Time running out for Robbie Williams
British singer-songwriter Robbie Williams seems to be at the last stages of his career. He seems to have run out of musical ideas, checked himself into rehab and most recently won the ignominious honour of worst album of the rear for his latest album ‘Rudebox’ by NME magazine.
But things were not always like this for him. At one time, after quitting the massively successful boy band Take That, he was Britain’s darling – its pride and joy.
What could be the most telling and consequential sign of his downward spiral in his life in general is that try as he might, the singer just could not break into the American market. And you cannot be really big if you don’t crack that market.
Not that Williams didn’t try. It’s just that America could care less. And it doesn’t seem like it is going to change anytime soon.
Williams started his career as a member of Take That in 1990. He was just 16 then. And till 1995, the year he decided to quit the band, they were hugely successful. He left the band under unclear reasons but it was clear that he felt he was constrained and suffocated.
He wanted to express himself more freely and his first release as a solo artist was a tongue in check rendition of George Michael’s hit ‘Freedom’.
He sold more albums in the Britain than any other British solo artist in the history.
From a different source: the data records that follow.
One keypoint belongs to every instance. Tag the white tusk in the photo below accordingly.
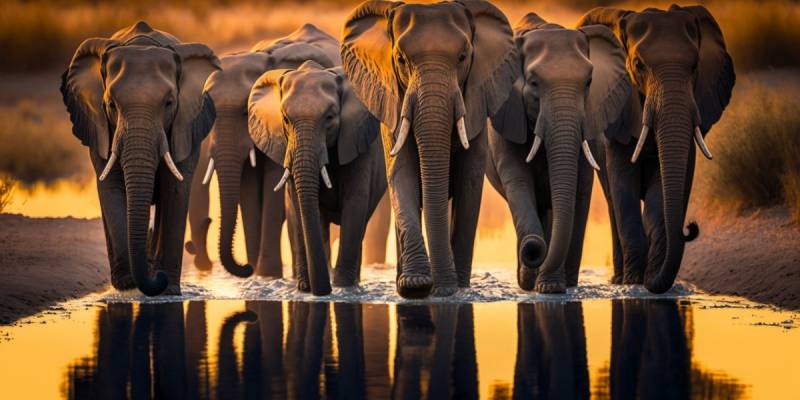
(405, 126)
(537, 141)
(283, 180)
(172, 167)
(109, 164)
(640, 143)
(589, 157)
(325, 177)
(462, 132)
(698, 137)
(209, 171)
He won an impressive and yet unsurpassed 13 Brit Awards and has sold more than 15 million copies worldwide.
At the peak of his fame Williams wryly said that he’s ‘the one who put the Brit in celebrity’. At that time, it was not hard for anyone to believe that. But now Williams is beset with problems that seem to plague every aspect of his life.
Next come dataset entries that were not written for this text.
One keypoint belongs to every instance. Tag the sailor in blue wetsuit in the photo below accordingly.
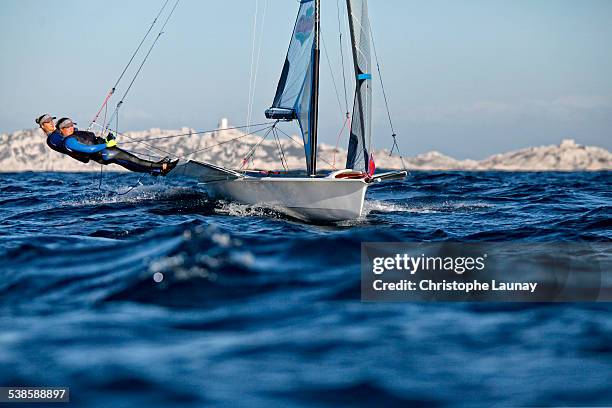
(85, 146)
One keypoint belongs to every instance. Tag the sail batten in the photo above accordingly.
(297, 92)
(361, 121)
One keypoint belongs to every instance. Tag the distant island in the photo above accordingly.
(25, 150)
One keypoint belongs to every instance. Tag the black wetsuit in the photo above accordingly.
(83, 146)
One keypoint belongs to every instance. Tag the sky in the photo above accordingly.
(467, 78)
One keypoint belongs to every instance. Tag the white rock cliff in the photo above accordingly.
(26, 150)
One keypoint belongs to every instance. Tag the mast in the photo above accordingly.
(314, 107)
(360, 76)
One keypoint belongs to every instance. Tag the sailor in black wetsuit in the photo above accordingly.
(85, 146)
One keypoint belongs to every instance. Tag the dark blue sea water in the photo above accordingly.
(255, 309)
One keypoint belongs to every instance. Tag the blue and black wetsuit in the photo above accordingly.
(83, 146)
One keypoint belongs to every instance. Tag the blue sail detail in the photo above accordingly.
(295, 90)
(358, 156)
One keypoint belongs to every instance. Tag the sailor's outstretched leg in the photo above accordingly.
(115, 155)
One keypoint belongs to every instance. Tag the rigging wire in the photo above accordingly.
(114, 88)
(161, 31)
(332, 75)
(251, 152)
(197, 133)
(255, 62)
(395, 145)
(302, 144)
(340, 31)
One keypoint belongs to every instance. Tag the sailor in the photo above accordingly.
(85, 146)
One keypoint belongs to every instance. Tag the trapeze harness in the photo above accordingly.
(84, 146)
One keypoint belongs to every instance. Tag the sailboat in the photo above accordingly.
(334, 197)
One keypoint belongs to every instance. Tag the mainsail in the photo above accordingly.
(361, 121)
(297, 93)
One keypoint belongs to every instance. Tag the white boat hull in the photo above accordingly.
(308, 199)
But Americans just can’t take Williams seriously. At times he can seem very campy and ridiculous parody of himself.
Rocker Sheryl Crow, speculating on why Williams cannot make it in the US, said: ‘There’s a camp element to Williams that’s too threatening to Americans. American men don’t want to see anything that’s burlesque or vaudevillian, they want to feel their artist is brooding and macho.
‘Most of our male artists are so aggro they don’t even look like rock stars, they look like roadies. Williams’ songs are very melodic and I think he takes a lot of his inspiration from Elton John, which does not seem to be what kids in America are into right now.’
Yet another problem is that his musical style and persona is more appealing to gay men in the States. So, when Williams in most of his songs laments about dealing with his fame, it doesn’t make sense to people in the US who have never even heard about him.